Two years later, patients in the UAE are undoubtedly safer from such criminals, but as The National reports today, there nonetheless remain loopholes of licensing through which untrained, unscrupulous medical practitioners are still able to slip in.

It may not be possible to replicate Moos' deception, but as a recent case in Al Ain illustrates, patients are still being put in harm's way. At the Cosmo Health Medical Polyclinics, for instance, authorities from Health Authority - Abu Dhabi found unlicensed doctors and dentists routinely working on unsuspecting patients.

Haad took quick and decisive action once the problem was identified by shutting down the clinic so no other patients could be put at risk.

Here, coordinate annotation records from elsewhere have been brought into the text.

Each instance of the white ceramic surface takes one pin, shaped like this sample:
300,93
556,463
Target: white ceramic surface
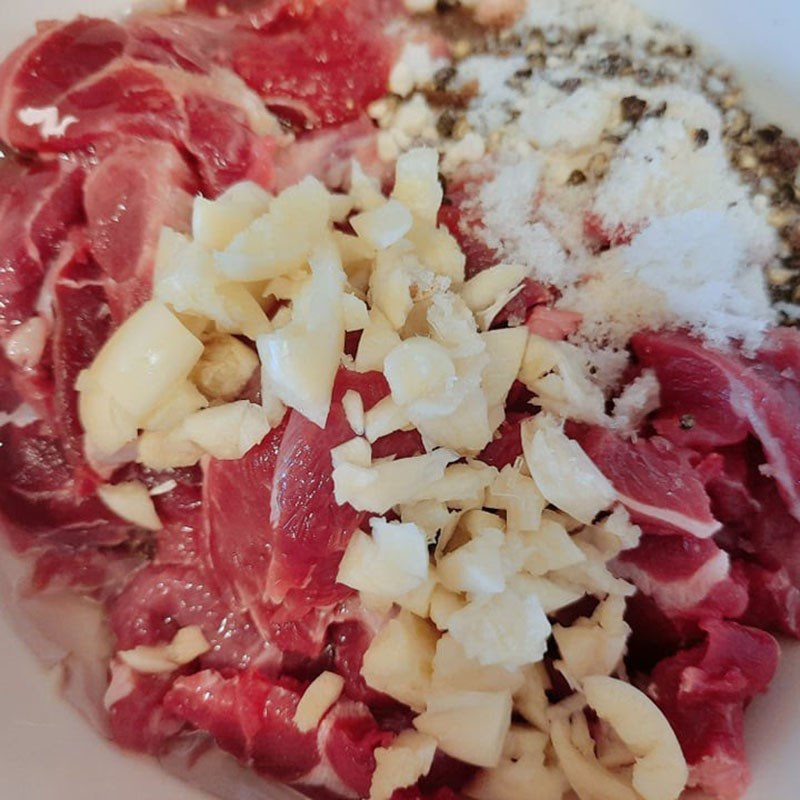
47,752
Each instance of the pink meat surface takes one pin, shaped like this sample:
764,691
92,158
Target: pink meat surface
723,396
129,197
252,718
703,692
654,479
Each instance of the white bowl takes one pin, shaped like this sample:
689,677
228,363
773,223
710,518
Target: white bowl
47,752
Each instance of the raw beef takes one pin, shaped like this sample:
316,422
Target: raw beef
252,718
712,398
689,578
39,203
40,499
129,197
309,543
655,480
703,692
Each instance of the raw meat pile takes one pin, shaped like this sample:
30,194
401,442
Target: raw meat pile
111,130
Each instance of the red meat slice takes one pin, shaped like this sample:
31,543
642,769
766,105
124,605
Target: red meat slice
130,196
689,578
773,599
307,63
553,323
39,499
137,718
38,205
703,692
725,396
253,718
239,536
653,479
161,599
153,78
311,531
95,572
327,153
506,447
82,324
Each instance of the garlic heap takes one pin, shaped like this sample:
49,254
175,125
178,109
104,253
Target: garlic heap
475,560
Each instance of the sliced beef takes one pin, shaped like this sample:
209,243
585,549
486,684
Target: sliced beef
655,480
687,577
253,718
130,196
39,203
41,502
306,61
712,398
703,692
311,530
161,599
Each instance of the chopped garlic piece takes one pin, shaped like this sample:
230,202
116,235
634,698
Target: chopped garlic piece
439,252
390,283
383,226
300,361
505,349
216,222
356,313
228,431
417,183
430,515
391,563
143,359
509,629
132,502
282,240
187,280
565,475
593,646
403,763
519,497
399,660
181,401
462,485
317,699
353,407
187,645
452,670
354,451
167,449
387,484
488,286
660,772
475,567
523,765
383,418
108,426
469,726
225,368
444,604
422,376
377,341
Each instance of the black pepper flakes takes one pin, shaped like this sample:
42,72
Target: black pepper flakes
701,137
446,123
658,111
632,108
576,178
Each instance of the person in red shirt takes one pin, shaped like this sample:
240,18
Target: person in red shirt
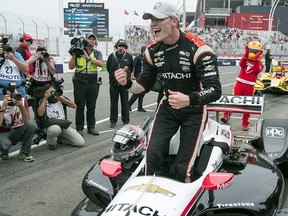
26,41
251,66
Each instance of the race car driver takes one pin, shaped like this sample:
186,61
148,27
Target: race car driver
190,76
251,66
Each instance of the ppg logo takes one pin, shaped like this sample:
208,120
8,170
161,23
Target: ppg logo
275,132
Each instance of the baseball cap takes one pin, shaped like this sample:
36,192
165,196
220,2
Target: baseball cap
91,35
27,37
162,10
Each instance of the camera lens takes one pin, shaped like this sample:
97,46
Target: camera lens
45,55
16,97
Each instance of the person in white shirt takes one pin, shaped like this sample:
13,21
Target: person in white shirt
51,107
15,125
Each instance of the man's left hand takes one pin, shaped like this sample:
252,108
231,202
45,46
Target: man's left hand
178,100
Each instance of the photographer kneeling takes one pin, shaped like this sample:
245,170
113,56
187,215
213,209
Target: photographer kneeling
44,69
13,68
15,124
58,127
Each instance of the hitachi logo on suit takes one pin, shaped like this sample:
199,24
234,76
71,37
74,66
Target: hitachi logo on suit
170,75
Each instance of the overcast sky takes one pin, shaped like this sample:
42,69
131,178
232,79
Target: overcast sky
49,9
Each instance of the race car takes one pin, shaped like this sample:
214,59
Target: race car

But one wonders how much harm these "doctors" did while they were practising. It is also worth asking how many other potentially dangerous clinics are in operation today.

Government authorities are working to reduce that number to zero. Haad and the Ministry of Labour have begun to examine ways to consolidate licensing processes among government agencies so unqualified medical practitioners are not able to slip through the cracks.

And as we noted in these pages last month, efforts are also underway to coordinate licensing procedures between Haad and the Dubai Health Authority so that a doctor fired in one emirate cannot simply move to another.

Plugging the paperwork hole will take time, as will a thorough inspection of all the country's health clinic and centres. But as the Al Ain case makes clear, the efforts are urgently needed to protect patients from people who prey on the uninformed.

If health-care practitioners are not willing to live up to the Hippocratic Oath - first of all, "do no harm", amid other ethical standards - then they have no place in the profession.